Fig. 5. Experimental results for all 366 precursor combinations from the automated analysis, based on either ‘pass’ (blue) or ‘fail’ (yellow) of the computer vision turbidity analysis, ¹H NMR spectroscopy, and high-resolution mass spectrometry (HRMS), to indicate the species type, conversion, and cage topology, respectively. The splitting of the inner ring indicates the number of cage topologies identified by HRMS.
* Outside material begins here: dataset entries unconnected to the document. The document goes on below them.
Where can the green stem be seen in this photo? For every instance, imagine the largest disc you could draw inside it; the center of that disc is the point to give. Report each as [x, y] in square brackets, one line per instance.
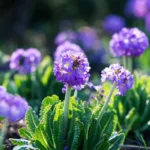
[107, 101]
[75, 93]
[66, 109]
[130, 63]
[3, 133]
[124, 61]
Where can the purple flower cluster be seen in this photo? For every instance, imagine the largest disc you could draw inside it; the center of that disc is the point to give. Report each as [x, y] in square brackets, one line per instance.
[72, 68]
[119, 75]
[113, 24]
[129, 42]
[12, 107]
[140, 9]
[25, 61]
[88, 38]
[64, 36]
[65, 47]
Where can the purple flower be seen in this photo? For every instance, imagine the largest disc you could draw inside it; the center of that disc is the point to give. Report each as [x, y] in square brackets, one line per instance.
[119, 75]
[12, 107]
[141, 8]
[113, 24]
[147, 22]
[64, 88]
[94, 87]
[68, 35]
[129, 8]
[88, 37]
[25, 61]
[129, 42]
[72, 68]
[65, 47]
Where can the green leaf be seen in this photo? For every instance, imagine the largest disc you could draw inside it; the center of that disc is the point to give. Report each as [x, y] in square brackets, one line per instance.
[19, 142]
[24, 133]
[42, 139]
[108, 123]
[31, 121]
[116, 140]
[103, 144]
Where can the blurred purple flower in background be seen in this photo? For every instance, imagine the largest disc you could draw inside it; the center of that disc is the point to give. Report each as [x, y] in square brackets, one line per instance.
[119, 75]
[129, 12]
[25, 61]
[64, 36]
[88, 37]
[129, 42]
[12, 107]
[113, 23]
[140, 8]
[147, 22]
[72, 68]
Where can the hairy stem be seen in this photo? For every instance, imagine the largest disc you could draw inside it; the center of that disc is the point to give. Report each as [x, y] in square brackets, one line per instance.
[66, 109]
[106, 103]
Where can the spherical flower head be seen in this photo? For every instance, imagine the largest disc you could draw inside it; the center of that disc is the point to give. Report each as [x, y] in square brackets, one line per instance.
[129, 42]
[72, 69]
[88, 37]
[113, 23]
[18, 109]
[65, 47]
[68, 35]
[25, 61]
[119, 75]
[12, 107]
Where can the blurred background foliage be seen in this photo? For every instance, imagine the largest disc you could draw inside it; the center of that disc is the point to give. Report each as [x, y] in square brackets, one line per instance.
[26, 23]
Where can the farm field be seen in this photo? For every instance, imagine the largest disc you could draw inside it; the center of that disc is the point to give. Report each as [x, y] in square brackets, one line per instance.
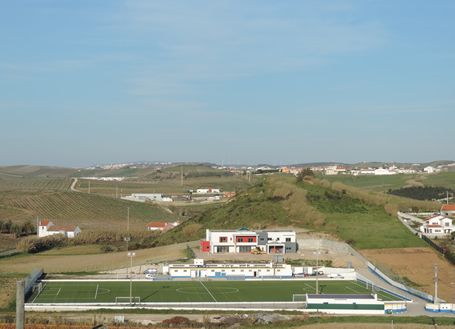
[417, 265]
[82, 209]
[194, 291]
[384, 183]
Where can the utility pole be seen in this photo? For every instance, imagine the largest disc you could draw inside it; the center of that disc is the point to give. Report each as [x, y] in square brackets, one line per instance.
[436, 283]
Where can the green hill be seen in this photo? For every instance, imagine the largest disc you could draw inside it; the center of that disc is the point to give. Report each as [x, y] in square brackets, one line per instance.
[357, 217]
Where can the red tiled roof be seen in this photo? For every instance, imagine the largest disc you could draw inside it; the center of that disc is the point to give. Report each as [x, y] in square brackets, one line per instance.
[67, 228]
[168, 227]
[156, 224]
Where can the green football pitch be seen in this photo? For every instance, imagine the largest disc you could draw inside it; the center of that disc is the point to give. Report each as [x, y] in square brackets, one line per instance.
[194, 291]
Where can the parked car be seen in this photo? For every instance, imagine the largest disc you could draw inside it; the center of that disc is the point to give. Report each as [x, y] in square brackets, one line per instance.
[335, 276]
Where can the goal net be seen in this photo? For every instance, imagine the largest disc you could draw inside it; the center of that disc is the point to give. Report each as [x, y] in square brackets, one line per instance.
[299, 297]
[126, 300]
[126, 276]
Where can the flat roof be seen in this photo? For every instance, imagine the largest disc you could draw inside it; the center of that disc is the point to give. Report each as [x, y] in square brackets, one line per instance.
[340, 296]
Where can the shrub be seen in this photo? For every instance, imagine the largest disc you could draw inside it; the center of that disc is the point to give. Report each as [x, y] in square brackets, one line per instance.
[350, 241]
[106, 249]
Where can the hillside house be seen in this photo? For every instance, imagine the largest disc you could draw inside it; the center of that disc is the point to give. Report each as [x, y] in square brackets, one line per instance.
[437, 226]
[244, 241]
[448, 210]
[47, 228]
[162, 226]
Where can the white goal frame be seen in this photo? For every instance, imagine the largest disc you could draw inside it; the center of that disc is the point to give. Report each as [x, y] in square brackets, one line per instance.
[126, 276]
[300, 295]
[136, 300]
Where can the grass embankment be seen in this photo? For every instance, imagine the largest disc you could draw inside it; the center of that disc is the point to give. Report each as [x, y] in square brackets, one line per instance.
[358, 217]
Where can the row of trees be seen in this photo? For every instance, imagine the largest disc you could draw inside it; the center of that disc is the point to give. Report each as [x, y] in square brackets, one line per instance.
[9, 227]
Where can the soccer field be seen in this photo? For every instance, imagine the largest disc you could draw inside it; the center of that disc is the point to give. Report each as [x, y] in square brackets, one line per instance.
[194, 291]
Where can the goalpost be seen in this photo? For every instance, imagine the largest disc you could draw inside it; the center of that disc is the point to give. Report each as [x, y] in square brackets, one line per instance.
[126, 276]
[299, 297]
[40, 286]
[126, 300]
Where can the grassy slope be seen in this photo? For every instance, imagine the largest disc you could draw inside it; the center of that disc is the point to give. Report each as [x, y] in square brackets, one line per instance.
[368, 224]
[384, 183]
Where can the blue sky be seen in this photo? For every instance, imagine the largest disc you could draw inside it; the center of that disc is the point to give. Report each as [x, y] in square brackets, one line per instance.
[96, 82]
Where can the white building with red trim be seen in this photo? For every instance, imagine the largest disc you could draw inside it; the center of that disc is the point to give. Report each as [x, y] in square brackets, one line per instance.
[437, 226]
[47, 228]
[448, 210]
[244, 241]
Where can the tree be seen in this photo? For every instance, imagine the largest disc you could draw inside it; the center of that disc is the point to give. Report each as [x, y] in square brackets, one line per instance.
[307, 172]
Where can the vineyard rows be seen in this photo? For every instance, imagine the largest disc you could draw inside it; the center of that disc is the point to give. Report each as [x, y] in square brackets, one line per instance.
[74, 206]
[37, 184]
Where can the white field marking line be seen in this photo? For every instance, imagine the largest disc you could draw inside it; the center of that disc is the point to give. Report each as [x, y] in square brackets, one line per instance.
[103, 291]
[353, 290]
[311, 287]
[209, 292]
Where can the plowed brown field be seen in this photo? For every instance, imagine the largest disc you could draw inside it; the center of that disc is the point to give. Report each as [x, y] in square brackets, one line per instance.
[417, 265]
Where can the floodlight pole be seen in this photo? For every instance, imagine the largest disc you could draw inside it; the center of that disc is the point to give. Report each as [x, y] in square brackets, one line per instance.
[126, 240]
[131, 255]
[317, 270]
[436, 283]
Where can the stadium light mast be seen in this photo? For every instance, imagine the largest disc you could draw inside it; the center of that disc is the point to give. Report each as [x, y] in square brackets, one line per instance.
[317, 253]
[131, 255]
[436, 283]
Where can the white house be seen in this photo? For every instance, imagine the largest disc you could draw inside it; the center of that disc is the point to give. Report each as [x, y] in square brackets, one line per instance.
[47, 228]
[448, 210]
[244, 241]
[437, 226]
[228, 271]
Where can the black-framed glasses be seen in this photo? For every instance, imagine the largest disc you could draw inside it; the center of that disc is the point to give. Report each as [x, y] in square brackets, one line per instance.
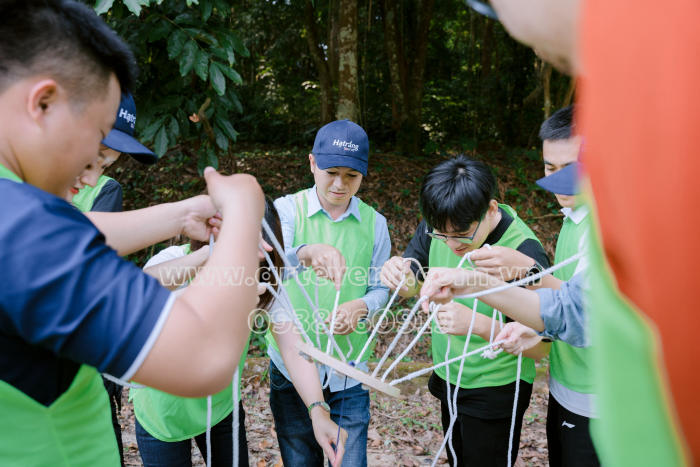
[457, 238]
[482, 8]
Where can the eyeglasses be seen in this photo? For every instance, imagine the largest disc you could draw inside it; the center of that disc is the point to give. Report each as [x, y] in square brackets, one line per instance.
[457, 238]
[482, 8]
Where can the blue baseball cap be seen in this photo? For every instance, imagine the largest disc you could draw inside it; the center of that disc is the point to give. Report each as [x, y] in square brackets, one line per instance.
[342, 144]
[121, 137]
[562, 182]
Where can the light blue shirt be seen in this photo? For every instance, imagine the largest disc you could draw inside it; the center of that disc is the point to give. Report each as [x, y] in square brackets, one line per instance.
[376, 296]
[563, 312]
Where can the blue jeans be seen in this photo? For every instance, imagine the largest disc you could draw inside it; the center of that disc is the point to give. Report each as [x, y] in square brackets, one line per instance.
[295, 433]
[157, 453]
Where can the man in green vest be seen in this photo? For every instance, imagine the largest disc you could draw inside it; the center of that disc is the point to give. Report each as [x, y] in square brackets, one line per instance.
[571, 399]
[461, 216]
[94, 191]
[342, 239]
[70, 307]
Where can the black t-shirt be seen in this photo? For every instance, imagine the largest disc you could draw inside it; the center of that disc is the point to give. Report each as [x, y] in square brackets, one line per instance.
[491, 403]
[419, 246]
[488, 402]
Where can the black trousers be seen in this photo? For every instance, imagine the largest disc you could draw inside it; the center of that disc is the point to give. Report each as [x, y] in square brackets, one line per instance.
[569, 438]
[483, 442]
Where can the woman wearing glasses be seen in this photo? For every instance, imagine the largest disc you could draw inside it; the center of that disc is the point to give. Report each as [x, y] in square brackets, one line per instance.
[460, 216]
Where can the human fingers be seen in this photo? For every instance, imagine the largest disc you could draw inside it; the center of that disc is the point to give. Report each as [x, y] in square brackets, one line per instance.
[391, 273]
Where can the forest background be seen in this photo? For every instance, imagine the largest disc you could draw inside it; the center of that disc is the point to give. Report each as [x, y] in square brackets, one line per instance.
[243, 85]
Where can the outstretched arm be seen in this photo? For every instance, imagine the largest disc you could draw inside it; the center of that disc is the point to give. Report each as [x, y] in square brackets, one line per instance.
[131, 231]
[207, 328]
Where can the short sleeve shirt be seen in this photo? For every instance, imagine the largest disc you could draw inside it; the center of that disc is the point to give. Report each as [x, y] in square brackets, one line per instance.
[66, 298]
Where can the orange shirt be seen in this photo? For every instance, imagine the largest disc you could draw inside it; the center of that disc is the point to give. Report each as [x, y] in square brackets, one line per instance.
[639, 110]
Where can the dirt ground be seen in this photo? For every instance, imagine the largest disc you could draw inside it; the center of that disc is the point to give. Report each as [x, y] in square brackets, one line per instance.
[402, 432]
[406, 431]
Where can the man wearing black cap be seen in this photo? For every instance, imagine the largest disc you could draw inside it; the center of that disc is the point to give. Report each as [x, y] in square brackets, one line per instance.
[94, 191]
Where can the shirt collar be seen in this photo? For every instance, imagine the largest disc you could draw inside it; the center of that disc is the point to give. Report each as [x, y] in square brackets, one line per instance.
[314, 205]
[8, 174]
[577, 215]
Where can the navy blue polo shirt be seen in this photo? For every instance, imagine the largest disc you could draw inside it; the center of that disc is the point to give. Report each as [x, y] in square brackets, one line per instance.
[66, 298]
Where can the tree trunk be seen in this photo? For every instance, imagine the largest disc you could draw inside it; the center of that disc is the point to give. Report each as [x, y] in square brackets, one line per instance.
[397, 64]
[546, 80]
[319, 58]
[347, 61]
[407, 70]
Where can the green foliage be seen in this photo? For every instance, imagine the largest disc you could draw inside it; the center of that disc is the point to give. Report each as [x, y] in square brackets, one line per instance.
[186, 50]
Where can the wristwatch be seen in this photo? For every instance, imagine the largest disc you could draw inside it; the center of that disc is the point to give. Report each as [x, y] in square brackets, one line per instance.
[322, 404]
[534, 270]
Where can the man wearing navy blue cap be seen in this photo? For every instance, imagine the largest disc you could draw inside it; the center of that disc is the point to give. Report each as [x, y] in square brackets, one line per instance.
[572, 401]
[94, 191]
[340, 238]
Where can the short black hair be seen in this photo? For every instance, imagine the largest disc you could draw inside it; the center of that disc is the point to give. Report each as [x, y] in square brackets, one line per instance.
[457, 192]
[559, 125]
[65, 40]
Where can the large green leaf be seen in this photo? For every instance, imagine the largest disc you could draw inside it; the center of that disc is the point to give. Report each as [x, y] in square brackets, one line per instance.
[217, 79]
[189, 53]
[134, 6]
[103, 6]
[201, 64]
[207, 157]
[150, 131]
[238, 45]
[161, 143]
[226, 126]
[176, 42]
[232, 74]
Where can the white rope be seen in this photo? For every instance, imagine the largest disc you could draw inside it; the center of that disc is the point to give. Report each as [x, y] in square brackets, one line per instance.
[208, 435]
[333, 315]
[450, 410]
[350, 346]
[121, 382]
[317, 316]
[490, 353]
[289, 313]
[208, 430]
[418, 373]
[421, 331]
[290, 268]
[515, 408]
[379, 322]
[523, 281]
[398, 335]
[236, 416]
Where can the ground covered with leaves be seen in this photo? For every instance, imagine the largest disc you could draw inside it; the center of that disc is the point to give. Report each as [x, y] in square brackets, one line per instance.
[402, 432]
[405, 431]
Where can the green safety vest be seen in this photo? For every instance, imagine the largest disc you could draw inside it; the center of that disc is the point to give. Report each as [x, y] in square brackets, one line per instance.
[570, 365]
[355, 240]
[86, 197]
[636, 425]
[173, 418]
[76, 429]
[478, 372]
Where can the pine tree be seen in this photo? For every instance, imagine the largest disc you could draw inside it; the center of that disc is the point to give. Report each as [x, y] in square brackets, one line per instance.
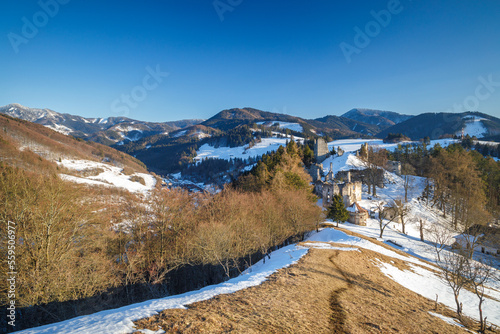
[337, 211]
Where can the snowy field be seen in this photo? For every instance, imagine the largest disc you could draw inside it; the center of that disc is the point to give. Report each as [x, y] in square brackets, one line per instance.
[266, 145]
[420, 279]
[120, 320]
[286, 125]
[474, 127]
[351, 145]
[110, 176]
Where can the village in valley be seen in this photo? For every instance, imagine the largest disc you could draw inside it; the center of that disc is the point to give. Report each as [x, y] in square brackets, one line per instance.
[250, 167]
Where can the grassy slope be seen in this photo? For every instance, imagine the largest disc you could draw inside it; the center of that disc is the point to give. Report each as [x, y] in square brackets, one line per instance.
[328, 291]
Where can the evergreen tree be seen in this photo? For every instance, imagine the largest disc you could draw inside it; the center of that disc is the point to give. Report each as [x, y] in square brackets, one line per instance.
[337, 211]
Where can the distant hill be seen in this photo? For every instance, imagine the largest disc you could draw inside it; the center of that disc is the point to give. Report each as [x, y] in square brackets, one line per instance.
[383, 119]
[333, 126]
[344, 126]
[35, 147]
[436, 125]
[107, 131]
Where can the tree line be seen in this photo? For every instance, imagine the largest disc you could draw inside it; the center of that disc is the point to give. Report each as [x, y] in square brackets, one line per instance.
[74, 243]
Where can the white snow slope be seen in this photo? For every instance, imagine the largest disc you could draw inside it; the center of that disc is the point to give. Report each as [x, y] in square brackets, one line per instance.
[266, 145]
[111, 176]
[120, 320]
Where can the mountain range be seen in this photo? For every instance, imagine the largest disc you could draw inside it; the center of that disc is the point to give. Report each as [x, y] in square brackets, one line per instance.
[107, 131]
[161, 145]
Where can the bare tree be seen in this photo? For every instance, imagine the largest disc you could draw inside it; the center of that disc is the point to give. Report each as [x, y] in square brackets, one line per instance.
[454, 267]
[383, 213]
[421, 227]
[400, 211]
[407, 171]
[477, 274]
[373, 161]
[440, 238]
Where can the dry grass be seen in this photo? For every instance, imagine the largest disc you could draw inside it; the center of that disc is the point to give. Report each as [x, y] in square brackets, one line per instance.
[328, 291]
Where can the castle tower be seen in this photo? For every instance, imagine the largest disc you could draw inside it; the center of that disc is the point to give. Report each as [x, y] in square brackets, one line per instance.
[320, 150]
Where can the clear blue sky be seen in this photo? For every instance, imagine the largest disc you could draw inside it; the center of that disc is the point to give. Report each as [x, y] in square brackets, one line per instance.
[282, 56]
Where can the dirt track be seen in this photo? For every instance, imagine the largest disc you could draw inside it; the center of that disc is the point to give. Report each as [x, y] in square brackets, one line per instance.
[328, 291]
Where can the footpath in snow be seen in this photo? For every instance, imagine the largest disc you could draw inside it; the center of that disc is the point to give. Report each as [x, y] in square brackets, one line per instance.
[120, 320]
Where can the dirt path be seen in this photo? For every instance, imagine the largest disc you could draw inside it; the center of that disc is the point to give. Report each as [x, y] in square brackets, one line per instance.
[328, 291]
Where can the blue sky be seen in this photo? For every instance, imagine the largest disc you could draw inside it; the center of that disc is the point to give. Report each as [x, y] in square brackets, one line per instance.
[95, 58]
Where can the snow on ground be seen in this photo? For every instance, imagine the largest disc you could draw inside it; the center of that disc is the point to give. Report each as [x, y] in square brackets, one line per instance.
[120, 320]
[244, 152]
[351, 145]
[428, 284]
[449, 320]
[109, 175]
[285, 125]
[474, 127]
[343, 163]
[60, 128]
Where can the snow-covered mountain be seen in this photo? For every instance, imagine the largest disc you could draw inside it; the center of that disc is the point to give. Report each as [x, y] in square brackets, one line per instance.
[376, 117]
[436, 125]
[110, 130]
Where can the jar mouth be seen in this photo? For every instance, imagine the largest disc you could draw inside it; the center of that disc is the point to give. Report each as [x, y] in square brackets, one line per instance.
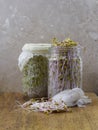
[36, 47]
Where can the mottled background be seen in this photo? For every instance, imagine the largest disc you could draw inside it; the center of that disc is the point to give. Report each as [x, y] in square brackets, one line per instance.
[24, 21]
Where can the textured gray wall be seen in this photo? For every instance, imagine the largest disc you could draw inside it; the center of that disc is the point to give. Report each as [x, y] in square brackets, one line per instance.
[24, 21]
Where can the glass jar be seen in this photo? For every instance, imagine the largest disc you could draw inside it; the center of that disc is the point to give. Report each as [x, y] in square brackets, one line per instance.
[33, 63]
[65, 69]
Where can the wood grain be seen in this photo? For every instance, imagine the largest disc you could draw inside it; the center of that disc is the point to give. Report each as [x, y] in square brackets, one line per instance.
[13, 118]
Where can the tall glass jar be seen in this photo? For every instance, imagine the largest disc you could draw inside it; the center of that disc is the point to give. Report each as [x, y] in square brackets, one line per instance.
[65, 69]
[33, 62]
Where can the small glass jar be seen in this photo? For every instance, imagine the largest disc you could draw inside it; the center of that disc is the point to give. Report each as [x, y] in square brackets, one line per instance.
[33, 63]
[65, 69]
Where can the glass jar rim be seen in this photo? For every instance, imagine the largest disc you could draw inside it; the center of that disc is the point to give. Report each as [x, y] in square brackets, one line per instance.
[36, 46]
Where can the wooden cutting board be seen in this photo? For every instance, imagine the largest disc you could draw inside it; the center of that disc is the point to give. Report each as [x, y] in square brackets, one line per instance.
[13, 118]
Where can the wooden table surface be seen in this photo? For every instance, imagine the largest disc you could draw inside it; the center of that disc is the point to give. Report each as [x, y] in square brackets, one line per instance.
[13, 118]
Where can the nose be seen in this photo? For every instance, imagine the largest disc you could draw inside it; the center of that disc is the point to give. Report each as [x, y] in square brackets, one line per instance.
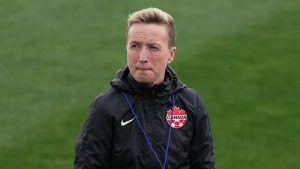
[143, 55]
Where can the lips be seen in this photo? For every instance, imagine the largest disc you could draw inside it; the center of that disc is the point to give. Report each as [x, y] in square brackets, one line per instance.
[143, 69]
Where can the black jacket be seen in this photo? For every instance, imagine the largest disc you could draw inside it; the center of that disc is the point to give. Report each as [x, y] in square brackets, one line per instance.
[110, 139]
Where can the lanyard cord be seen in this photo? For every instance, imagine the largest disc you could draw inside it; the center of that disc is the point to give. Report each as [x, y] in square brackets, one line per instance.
[145, 134]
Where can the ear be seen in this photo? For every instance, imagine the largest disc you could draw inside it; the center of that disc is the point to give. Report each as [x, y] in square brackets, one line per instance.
[172, 53]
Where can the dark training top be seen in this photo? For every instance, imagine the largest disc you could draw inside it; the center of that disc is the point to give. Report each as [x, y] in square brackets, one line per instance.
[118, 136]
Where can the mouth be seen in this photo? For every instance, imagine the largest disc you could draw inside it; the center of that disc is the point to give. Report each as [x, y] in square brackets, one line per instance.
[143, 69]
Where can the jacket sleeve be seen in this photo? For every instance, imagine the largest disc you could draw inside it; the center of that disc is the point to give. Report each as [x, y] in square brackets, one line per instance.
[92, 150]
[202, 154]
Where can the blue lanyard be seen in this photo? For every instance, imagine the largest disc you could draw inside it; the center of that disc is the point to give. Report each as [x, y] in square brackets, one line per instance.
[162, 165]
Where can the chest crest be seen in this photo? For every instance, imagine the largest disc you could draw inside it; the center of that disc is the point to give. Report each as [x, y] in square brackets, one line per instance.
[179, 117]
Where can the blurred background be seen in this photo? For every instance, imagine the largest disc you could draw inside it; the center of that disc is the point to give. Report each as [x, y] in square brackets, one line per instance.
[241, 56]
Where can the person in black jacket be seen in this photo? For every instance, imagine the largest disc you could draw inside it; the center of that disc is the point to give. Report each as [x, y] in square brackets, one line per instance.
[148, 119]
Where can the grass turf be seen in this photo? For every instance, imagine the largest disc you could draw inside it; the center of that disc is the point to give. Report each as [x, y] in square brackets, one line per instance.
[242, 56]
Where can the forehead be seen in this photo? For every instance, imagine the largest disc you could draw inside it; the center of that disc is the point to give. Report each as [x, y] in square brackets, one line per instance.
[148, 32]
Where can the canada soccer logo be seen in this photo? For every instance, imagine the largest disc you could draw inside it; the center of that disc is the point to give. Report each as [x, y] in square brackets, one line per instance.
[178, 119]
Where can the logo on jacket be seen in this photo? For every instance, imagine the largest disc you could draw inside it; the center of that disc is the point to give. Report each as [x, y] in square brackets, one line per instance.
[179, 117]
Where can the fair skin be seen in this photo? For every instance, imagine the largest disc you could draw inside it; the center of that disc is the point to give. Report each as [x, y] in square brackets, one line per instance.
[148, 52]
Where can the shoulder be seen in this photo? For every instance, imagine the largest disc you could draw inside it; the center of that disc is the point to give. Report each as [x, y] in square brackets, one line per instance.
[192, 98]
[106, 101]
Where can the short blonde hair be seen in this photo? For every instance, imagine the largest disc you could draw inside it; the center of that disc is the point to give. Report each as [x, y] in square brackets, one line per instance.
[156, 16]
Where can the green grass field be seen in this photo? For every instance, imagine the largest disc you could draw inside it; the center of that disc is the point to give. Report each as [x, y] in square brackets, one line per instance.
[242, 56]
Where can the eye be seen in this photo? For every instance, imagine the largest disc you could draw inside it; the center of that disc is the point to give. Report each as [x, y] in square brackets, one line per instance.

Fig. 6. Sankey diagram illustrating the overall reaction outcomes of the high-throughput screen based on categorisation. Each reaction outcome was categorised as follows: single topology observed to form cleanly (dark red) or incompletely (orange); mixture of topologies observed to form cleanly (red) or incompletely (coral); and no topology observed (grey). The thickness of each connecting line is proportional to the number of precursor combinations leading to each outcome, and the numbers inside or next to each rectangle show the number of precursor combinations assigned to that outcome.

Fig. 7. Distribution of cavity diameters for the computationally predicted shape-persistent cages, with a cavity size greater than 0.1 Å and the correct number of windows, for all 366 precursor combinations across four topologies (top left Tri²Di³, top right Tri⁴Di⁶, bottom left Tri⁶Di⁹, and bottom right Tri⁸Di¹²) and for precursor combinations where a specific topology or mixtures of topologies were experimentally observed by HRMS (hatched). The cages with the largest cavity sizes of each topology are shown both for the computationally predicted and experimentally realised structures, labelled according to the precursor combination. Carbon atoms in cages with the Tri²Di³ topology are shown in green, Tri⁴Di⁶ in orange, Tri⁶Di⁹ in blue, and Tri⁸Di¹² in pink; in addition, nitrogen atoms shown in dark blue, oxygen in red. Hydrogens have been omitted for clarity.

Fig. 8. Precursor trends for a subset of the reaction outcomes: (a) and (d) are cages that have formed either as a clean single topology or as a mixture of topologies, where the turbidity, ¹H NMR and HRMS checks have been passed; (b) and (e) are cages that have formed as either a clean single topology or as a mixture of topologies which have passed the ¹H NMR and HRMS checks but failed the turbidity checks, showing insoluble precipitate; (c) and (f) are where no cage topology was found, failing the HRMS check. Tri-topic and di-topic precursor combinations are categorised as either flexible–flexible (FF), flexible–rigid (FR), rigid–flexible (RF) or rigid–rigid (RR), and the total number of aromatic rings in the precursor combination is counted. (a) and (b) Both include overlaid percentage of the total number that were also computationally predicted to be shape-persistent (hatched pink and green).

Fig. 9. Computationally modelled structures of the precursor combinations that passed computer vision turbidity, NMR and HRMS experimental checks, and therefore were assigned as resulting in the ‘clean formation of a single topology’. Cage cavity diameters are given under the precursor combination label. No cavity is reported if the cage does not have the correct number of windows and/or no cavity diameter could be calculated computationally from the predicted structure, indicating the absence of a shape-persistent internal cavity. Hits are shown in order of increasing cavity diameter if one could be calculated, and alphabetically prior. Carbon atoms in cages with the Tri²Di³ topology are shown in green, and Tri⁴Di⁶ in orange; in addition to nitrogen atoms shown in dark blue, oxygen in red. Hydrogens have been omitted for clarity.